Write down your birth date with the day, month, and year one under the other. Add the numbers. Suppose your date is June 23, 1997. Write these numbers one under the other and add them. You will get 2026. Add the numbers: 2+0+2+6=10. Keep any number below 21, but also add the compound number to get a single-digit number. In this example, the compound number is 10, and the single numeral is 1.
These numbers relate to the 22 cards of the major arcana, There are 22 cards, the first one is numbered 0 and the last 21 If your calculations yield a number above 21, add the two digits of the compound number to get a single number. If the number is 21 or below, you will have two numbers, a compound number, and a one-digit number. In the example given above, the personal cards are card number 1 which is the Magician, and number 10, the Wheel of Fortune.
These are the cards that define your life path. The single number card is the main card (the personality card) and the compound number card often shows you the kind of problems you may face.
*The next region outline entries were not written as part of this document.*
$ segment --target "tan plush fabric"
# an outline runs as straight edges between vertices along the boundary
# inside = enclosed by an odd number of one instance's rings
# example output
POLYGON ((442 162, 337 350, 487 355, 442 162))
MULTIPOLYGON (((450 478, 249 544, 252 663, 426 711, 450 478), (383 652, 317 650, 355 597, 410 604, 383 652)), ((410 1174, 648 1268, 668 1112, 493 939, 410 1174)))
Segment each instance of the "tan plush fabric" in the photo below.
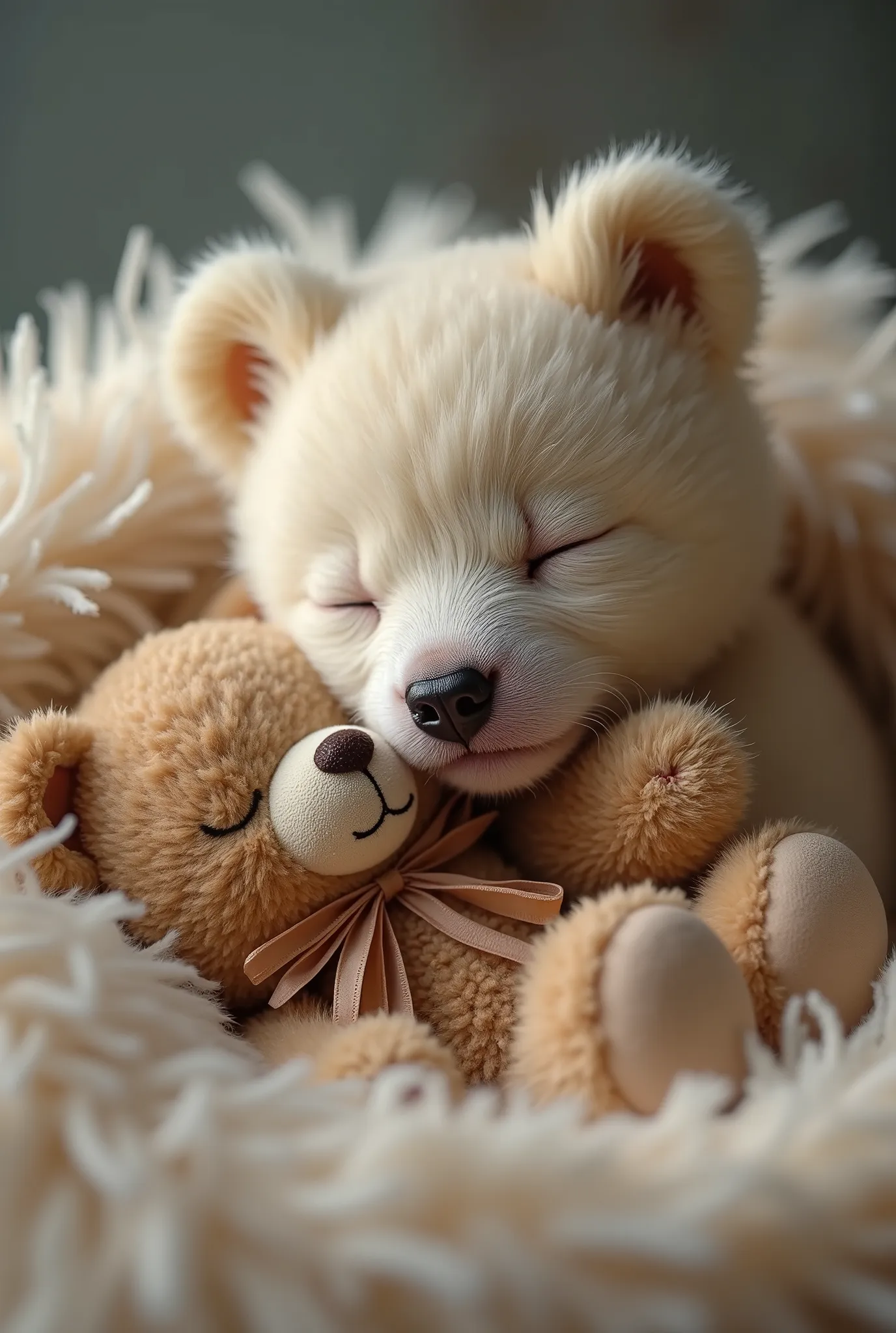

In his book Tarot, Adam Fronteras points out that ‘the cards serve as visual guides to the readers, who must then use their psychic powers’ which each one of us possesses, albeit to varying degrees.
In addition to the personal card, you can also derive a year card. This is done by adding up the day; month and year of your last birthday. The year card, in an uncannily accurate way, gives you the kind of lessons you will learn during the year, and also broadly suggest what your approach to life should be during that year.
THE SPIRITUAL DECK
‘The Tarot should be treated with respect,’ cautions Ma Prem Usha. ‘Playing with it can be dangerous. It was years before I read the cards for anyone, and that to very gingerly. You have to be very sure of the mechanics, of the incredibly powerful tool that Tarot can be.’
She decries the current trend of acquiring the Tarot deck and using it (without any Groundwork) by looking up the meanings in the accompanying book. Some of the assigned meanings are negative in nature. Further, a card can take on a negative meaning ‘depending on where you are coming from. For instance, the Moon: it can look sinister, it can look happy, sad or like a piece of chapatti if you are hungry.’
The power of the mind is tremendous. It can leave you spinning in a vortex of negativity if you don’t know how to change the negative energy and the vibes that you are receiving from a card. It is best, counsel Ma Prem Usha, to allow yourself to be guided by an expert if you intend to do intensive work with the Tarot.
You could, she suggests, pick up a spiritual deck first. ‘You cannot go wrong with it. It’s Osho’s work and interpretations. Each of the pictorial cards in it has a message. An accompanying book offers an explanation. You can use the spiritual deck in the morning and evening and spend some time meditating on the spiritual messages.’
As you experiment further with such exercises and grow with the Tarot, the cards will serve as a powerful and creative tool that will give you insight both into the different levels of your consciousness and your current spiritual growth.